# natural wood color paint



## shapeshifter (Jan 10, 2007)

I'm assuming the beam is currently painted a solid color. This is what I would do:

1. Choose a color that pleases you and works with your wall color. You can also purchase a tool at the big box stores that you can use to make a wood pattern
2. Prime the beam with a tinted primer to make it easier for your 'wood' color to cover.
3. Paint your beam.
4. After beam dries really well, put another coat of paint, slightly darker than your base coat and use your tool to create the wood look. Hope this helps.

I've also seen on TV where they duplicated the wood look with a paint brush that looks like it's had notches cut in it. Then they blended it a little bit with cheese cloth but I've never done that.


----------



## user1007 (Sep 23, 2009)

There are quite a few wood graining tools out there and if you want to patronize your local paint store and not an evil box store they should have something. I use one now and then that simulates a number of grain types depending on what surface you use. It is just a rubber piece mounted on a plastic handle thingie. I think I paid $10-12 for it years ago.

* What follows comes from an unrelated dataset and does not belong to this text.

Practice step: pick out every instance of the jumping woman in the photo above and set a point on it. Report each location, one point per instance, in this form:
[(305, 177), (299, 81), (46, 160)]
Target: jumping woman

The basic technique described sounds alright. You might find that a glaze works better for the second color rather than an opaque paint but you will just have to experiment. The paint or art store will have glazes or mediums for making them. Sometimes oil paints work out a little better for this because they don't set up so fast and you have a little more time to work them. Latex acrylics work fine with some practice though and you can buy retarders if you need them to slow the drying time. 

"Recipes for Walls" is one set of good books on faux finishes if you think you want to read up. This isn't rocket science though and you will learn more by just trying it.


----------